Rattner, Abraham
RATTNER, ABRAHAM
RATTNER, ABRAHAM (1893–1978), U.S. painter and sculptor. An expressionist artist who painted many biblical subjects imbued with subjective elements, Rattner was born in Poughkeepsie, New York, to Russian immigrant parents. He studied at George Washington University and the Corcoran School of Art in Washington, d.c., and attended the Pennsylvania Academy of Fine Arts in Philadelphia. His studies were interrupted by service in the army during World War i as a camouflage artist. Upon his return from war Rattner re-enrolled at the Pennsylvania Academy and soon won a fellowship to travel in Europe. After his travels, Rattner lived in Paris (1920–39), only returning to the United States because of Germany's invasion of France. While in Paris, Rattner received additional art instruction at École des Beaux-Arts, Grand Chaumière, and Académie Ranson.

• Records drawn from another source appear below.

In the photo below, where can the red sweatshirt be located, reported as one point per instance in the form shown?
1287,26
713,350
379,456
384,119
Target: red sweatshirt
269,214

He had his first one-man show at the Galerie Bonjean in Paris (1935), from which the French government bought Card Party for the Louvre. At this time Rattner exhibited paintings influenced by Cubism and Futurism. Later that year Rattner had a one-man exhibition in New York at the Julien Levy Gallery, establishing the artist as a progenitor of the avant-garde in contrast to the Social Realist imagery popular in New York at the time. Much of Rattner's early work was abandoned when he hurriedly left France and was destroyed before the artist could return after the war.

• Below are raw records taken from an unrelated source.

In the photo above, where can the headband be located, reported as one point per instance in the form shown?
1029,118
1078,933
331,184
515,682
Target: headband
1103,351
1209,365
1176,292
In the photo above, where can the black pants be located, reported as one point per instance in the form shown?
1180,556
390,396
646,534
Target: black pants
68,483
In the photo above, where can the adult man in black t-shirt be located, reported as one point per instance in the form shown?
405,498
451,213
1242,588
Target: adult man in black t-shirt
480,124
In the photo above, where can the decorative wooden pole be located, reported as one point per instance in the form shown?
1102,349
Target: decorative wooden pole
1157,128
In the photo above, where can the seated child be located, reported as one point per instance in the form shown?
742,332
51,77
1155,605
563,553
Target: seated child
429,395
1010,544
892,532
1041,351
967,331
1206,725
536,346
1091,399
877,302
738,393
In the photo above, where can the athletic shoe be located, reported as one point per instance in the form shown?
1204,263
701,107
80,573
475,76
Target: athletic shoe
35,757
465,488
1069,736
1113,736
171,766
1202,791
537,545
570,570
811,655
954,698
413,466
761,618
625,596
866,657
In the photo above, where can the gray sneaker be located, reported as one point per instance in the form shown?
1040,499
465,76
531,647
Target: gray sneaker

Soon after settling in New York, Rattner toured the eastern and southern United States with Henry Miller in 1940. Their travels resulted in the book The Air-Conditioned Nightmare, with text by Miller and drawings by Rattner. Distraught by the war, Rattner responded with a series of Crucifixion paintings conceived in what would become known as his signature style. Descent from the Cross (1940, Art Institute of Chicago) shows a cubistically rendered Jesus helped down from a bright red cross by two geometrically delineated figures. The segmented figures, painted with exaggerated limbs and oversized features, are colorful in conception with thick black lines separating the juxtaposition of warm and cool hues. Many of Rattner's later paintings, which are often pictured in multiple versions of biblical themes – such as Moses, Ezekiel, and Job–employ a heavy paint application and stronger abstraction.
He designed mosaics and a tapestry column for Fair-mount Temple in Cleveland, Ohio (1957), and a stained-glass window, And God Said Let There Be Light, for the Chicago Loop Synagogue (1958). In 1968, Rattner exhibited his canvas Victory – Jerusalem the Golden (1967–68, collection unknown) to honor the celebration of Israel's 20th anniversary of independence. In 1969, he painted The Gallows of Baghdad series to protest the hanging of nine Jews in Iraq. Opened in 2002, the Leepa-Rattner Museum on the Tarpon Springs campus of St. Petersburg College contains the largest holdings of Rattner's work in the world.
bibliography:
A.S. Weller, Abraham Rattner (1956); A. Leepa, Abraham Rattner (1974); R. Henkes, The Spiritual Art of Abraham Rattner: In Search of Oneness (1998).